Where We Live
Old Catonsville: Lovably eccentric
Friday, December 10, 2010; 9:26 AM
If you live in Catonsville, you plunk your lawn chair on the main street to reserve your spot for the Fourth of July parade - weeks ahead of the big day. You are loyal to a snowball stand. And, residents say, you try never to leave.
The quirks of this Baltimore County college town, including a profusion of music stores, endear it to its residents. And its location close to the Penn Line of the MARC train and Interstate 95, makes it convenient for both D.C. and Baltimore commuters.
For that reason, the community draws many couples who commute in opposite directions.
"A lot of people split the difference and end up here," said Marybeth Graf-Brohawn, an agent with Coldwell Banker Residential Brokerage in Catonsville and a longtime resident.
"It's thought of as this little place, but it has so much," Graf-Brohawn said. Within its borders, it has the flagship campus of the Community College of Baltimore County and the University of Maryland Baltimore County, where a technology incubator continues to expand.

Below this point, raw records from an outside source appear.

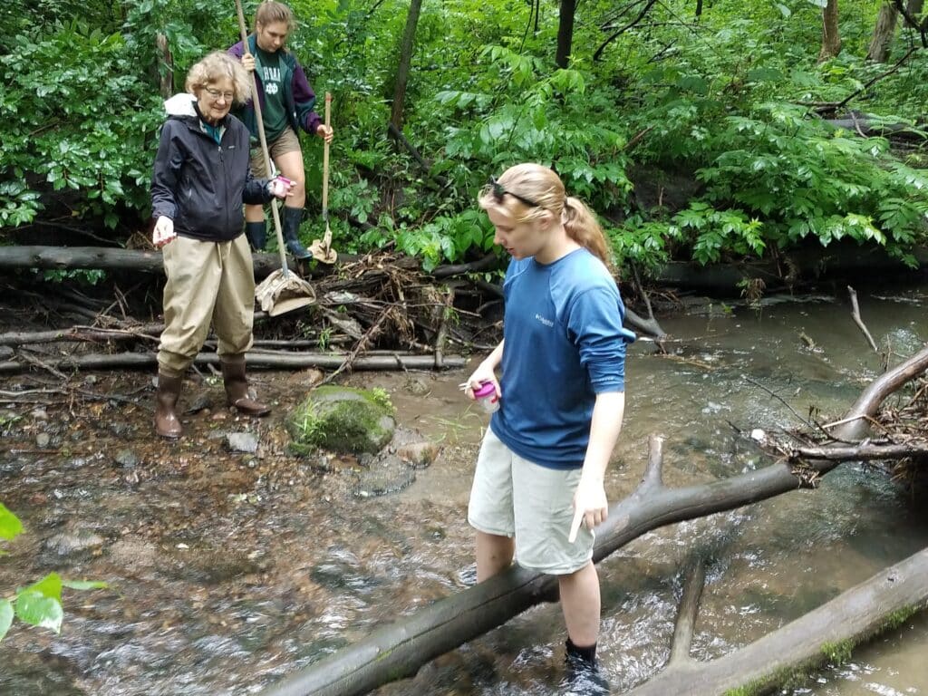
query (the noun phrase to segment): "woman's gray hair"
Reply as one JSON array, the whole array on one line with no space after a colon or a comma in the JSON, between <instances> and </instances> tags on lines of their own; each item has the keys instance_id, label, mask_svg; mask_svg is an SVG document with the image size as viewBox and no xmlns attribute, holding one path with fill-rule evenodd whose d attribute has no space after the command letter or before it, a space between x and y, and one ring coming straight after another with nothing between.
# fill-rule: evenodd
<instances>
[{"instance_id":1,"label":"woman's gray hair","mask_svg":"<svg viewBox=\"0 0 928 696\"><path fill-rule=\"evenodd\" d=\"M232 91L235 92L232 100L236 104L244 104L251 98L251 81L248 79L248 71L238 58L223 51L214 51L194 65L187 73L185 89L190 94L198 94L224 77L232 81Z\"/></svg>"}]
</instances>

It is also home to the 110-acre retirement community of Charlestown.
There are more than a dozen neighborhoods, including Old Catonsville, an enclave with about 350 houses in the center of the unincorporated town.

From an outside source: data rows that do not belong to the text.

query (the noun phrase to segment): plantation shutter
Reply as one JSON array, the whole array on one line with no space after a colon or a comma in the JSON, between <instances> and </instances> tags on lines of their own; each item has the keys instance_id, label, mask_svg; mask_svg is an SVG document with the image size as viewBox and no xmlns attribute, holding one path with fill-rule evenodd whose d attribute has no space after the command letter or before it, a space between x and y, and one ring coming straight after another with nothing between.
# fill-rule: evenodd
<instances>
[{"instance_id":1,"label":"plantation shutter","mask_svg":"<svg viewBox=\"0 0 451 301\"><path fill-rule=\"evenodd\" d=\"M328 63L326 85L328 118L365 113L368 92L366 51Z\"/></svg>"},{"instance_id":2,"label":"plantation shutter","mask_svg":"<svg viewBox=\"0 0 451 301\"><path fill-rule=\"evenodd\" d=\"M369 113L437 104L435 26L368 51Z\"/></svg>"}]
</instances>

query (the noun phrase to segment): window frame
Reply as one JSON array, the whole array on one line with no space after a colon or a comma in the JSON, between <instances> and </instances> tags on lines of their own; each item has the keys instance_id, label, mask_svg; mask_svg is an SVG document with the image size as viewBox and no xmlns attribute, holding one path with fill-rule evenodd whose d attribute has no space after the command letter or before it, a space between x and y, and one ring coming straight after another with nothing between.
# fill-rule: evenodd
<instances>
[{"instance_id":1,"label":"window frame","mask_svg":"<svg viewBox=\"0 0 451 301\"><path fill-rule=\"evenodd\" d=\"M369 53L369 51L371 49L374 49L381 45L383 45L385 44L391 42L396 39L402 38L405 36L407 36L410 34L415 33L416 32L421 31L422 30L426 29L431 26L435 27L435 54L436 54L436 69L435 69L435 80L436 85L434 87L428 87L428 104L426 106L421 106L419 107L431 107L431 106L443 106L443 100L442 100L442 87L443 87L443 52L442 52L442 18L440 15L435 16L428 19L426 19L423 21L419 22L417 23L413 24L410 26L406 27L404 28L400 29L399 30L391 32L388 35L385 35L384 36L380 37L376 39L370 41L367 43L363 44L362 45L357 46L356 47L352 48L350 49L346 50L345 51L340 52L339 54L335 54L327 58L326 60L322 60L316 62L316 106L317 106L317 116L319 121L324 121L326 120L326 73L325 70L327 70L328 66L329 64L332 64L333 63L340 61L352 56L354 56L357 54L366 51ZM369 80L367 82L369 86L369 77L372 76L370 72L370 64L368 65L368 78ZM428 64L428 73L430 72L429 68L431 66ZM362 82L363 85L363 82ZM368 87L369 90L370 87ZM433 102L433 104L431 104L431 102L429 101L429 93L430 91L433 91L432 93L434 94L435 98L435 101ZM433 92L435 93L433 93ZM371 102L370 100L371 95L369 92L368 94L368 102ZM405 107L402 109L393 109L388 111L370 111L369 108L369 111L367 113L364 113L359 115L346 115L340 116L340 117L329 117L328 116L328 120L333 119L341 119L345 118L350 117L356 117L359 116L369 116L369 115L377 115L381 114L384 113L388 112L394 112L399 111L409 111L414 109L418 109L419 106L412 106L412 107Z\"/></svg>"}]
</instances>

In Old Catonsville, and Catonsville in general, the real estate market hasn't been as been beaten up as it has in other communities. "We dropped less and we dropped later," said Meg Christian, Graf-Brohawn's real estate partner.
There weren't as many wild escalations at the height of the market, and there aren't as many foreclosures now.

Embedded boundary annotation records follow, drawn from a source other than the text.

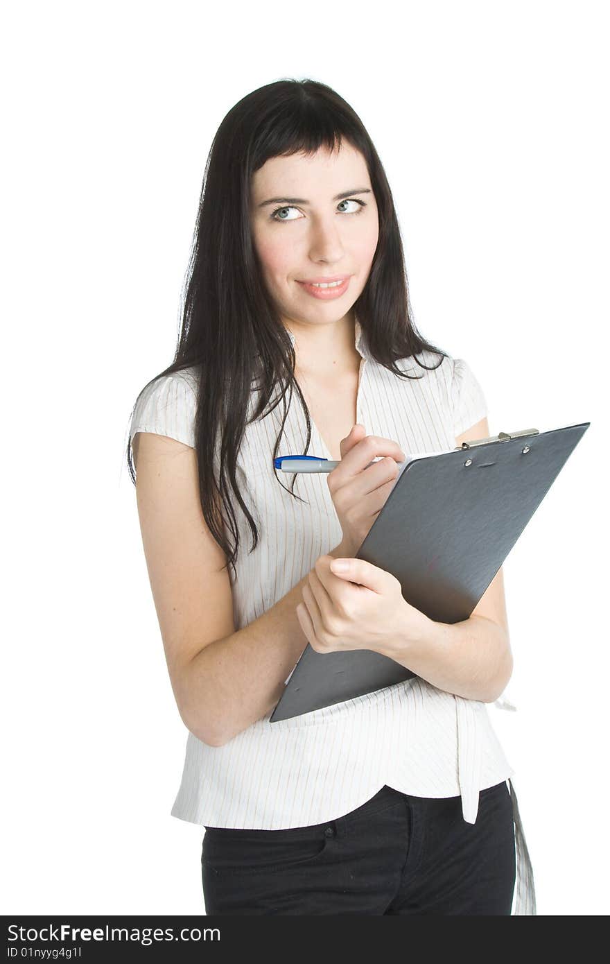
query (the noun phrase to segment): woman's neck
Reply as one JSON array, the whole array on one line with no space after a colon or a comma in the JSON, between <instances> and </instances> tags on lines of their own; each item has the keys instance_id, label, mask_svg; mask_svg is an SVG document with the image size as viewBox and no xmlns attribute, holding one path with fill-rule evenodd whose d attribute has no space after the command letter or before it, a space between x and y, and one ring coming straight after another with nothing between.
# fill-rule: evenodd
<instances>
[{"instance_id":1,"label":"woman's neck","mask_svg":"<svg viewBox=\"0 0 610 964\"><path fill-rule=\"evenodd\" d=\"M295 337L295 374L306 378L341 376L359 365L355 345L356 322L352 312L328 325L290 323Z\"/></svg>"}]
</instances>

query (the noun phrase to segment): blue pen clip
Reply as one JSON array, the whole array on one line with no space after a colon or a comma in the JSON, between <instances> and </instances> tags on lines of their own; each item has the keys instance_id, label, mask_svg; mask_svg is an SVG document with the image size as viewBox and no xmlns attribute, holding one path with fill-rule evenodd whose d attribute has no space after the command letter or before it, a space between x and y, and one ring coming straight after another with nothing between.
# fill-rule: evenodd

"It's fairly common for people to move street to street," Christian says. "People don't want to leave."
Dorothy Noble and her husband are among them.
The proximity to Baltimore-Washington International Marshall Airport, Baltimore and the District was ideal for her husband, Dan, a project manager for the U.S. Army Corps of Engineers. But it also was an easy commute for Noble, an account manager for AEG Environmental in Westminster, Md.
The couple, with three sons, liked the area so much that when they outgrew their first house in Catonsville, they bought an 1890s farmhouse in Old Catonsville.